Moving this many perennials is a ton of work! To make it easier on myself, I decided to tackle this project in phases…
- Phase 1: Create new full sun garden area
- Phase 2: Planning and planting new full sun garden area
- Phase 3: Planning and planting shady garden area
I planned ahead and chose a full sun location in the front yard last fall. I started this new garden area with the lasagna gardening method, and it worked fantastic! We had a very mild winter, so the grass didn’t decompose as fully as I expected. But, it was dead and that made this perennial relocation project ten times easier!
|New garden area made with lasagna gardening (Phase 1)|
This spring, I ended up changing the size of the garden, and I put in black plastic edging. As a result, I had to remove some sod. That alone took almost as long as moving all the perennials. Next time I start a new garden with the lasagna method, I will determine the size of the garden and put the edging in before I start piling on the layers. That way, I won’t have to dig up any grass.
Phase 2: Planning and planting new full sun garden area
The first thing I did this spring was make a list of all the plants I had to relocate. I took the time to look up the height, spacing and bloom times of each plant on the list. Once I had that done, I was able to come up with a plan for the new garden. I even made a crude drawing of the garden to help keep me on track as I was moving plants.

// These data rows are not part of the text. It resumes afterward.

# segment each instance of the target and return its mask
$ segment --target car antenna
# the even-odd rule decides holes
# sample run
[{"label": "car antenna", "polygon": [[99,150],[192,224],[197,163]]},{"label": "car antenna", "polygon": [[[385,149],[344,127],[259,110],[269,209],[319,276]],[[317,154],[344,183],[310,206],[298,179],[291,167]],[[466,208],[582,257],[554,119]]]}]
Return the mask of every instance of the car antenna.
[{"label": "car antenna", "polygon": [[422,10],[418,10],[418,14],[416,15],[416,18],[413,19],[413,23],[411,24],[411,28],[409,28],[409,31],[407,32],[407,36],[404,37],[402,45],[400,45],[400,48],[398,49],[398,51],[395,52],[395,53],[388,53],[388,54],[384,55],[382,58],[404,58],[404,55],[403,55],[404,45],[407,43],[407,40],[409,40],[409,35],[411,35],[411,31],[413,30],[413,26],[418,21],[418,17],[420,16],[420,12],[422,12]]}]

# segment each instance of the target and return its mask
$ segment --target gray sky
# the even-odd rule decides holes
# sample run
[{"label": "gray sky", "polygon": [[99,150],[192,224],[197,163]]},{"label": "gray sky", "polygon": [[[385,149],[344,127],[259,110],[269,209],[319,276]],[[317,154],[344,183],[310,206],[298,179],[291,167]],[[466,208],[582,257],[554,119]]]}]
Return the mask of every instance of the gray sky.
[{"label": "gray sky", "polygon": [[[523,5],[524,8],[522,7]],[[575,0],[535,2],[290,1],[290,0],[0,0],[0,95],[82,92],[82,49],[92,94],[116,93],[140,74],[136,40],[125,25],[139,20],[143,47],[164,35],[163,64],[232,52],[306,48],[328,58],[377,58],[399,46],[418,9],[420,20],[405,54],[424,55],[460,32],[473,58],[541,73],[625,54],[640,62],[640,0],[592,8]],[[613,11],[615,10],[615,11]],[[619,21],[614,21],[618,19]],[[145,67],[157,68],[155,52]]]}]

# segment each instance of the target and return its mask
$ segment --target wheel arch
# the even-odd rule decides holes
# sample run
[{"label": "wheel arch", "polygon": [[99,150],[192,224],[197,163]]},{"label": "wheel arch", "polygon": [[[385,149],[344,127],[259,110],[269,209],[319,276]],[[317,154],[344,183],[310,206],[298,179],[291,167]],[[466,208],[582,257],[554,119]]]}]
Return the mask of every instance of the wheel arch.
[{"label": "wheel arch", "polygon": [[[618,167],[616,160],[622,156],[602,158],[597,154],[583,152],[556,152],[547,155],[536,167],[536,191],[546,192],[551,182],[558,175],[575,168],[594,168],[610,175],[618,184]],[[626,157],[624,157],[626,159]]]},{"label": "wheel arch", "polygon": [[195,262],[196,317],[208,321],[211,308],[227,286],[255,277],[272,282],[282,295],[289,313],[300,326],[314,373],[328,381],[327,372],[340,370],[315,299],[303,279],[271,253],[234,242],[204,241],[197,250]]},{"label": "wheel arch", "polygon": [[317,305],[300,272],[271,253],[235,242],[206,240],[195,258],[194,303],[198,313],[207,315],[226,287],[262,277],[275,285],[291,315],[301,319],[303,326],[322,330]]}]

|Drawing of garden plan (not drawn to scale)|
I’ve never taken the time to plan out a garden area before. Wow, this really helped speed things up when it came to planting. I was able to plant everything cascading by height; the tall stuff in the middle, and the shortest in front. I interspersed plants with different bloom times, so this garden will be ever blooming from the early spring crocus to late fall chrysanthemums. I also feel confident that I spaced my plants far enough apart so I won’t have major crowding issues. (My biggest problem is overcrowding, a bad habit I’ve been working to break for a few years.)
Here’s the result…
|Newly planted garden area (phase 2 perennial relocation complete)|
It doesn’t look that impressive now, but in a year or two… Let’s just say I can’t wait to see what this garden will looks like once it has matured.
Phase 3: Planning and planting shady garden area
As for my new shade garden area, well it’s looking pretty empty right now. I haven’t done anything with it since pulling out all the full sun perennials. Don’t worry, I have big plans for that half of the garden (including an expansion!). But that’s for a future blog post. Stay tuned!
|Garden area used to be full sun, now shady|
All and all, this perennial relocation project wasn’t as bad as I expected. Taking the time to plan it out by starting the lasagna garden last fall, and drawing out my plan definitely saved me time and headaches.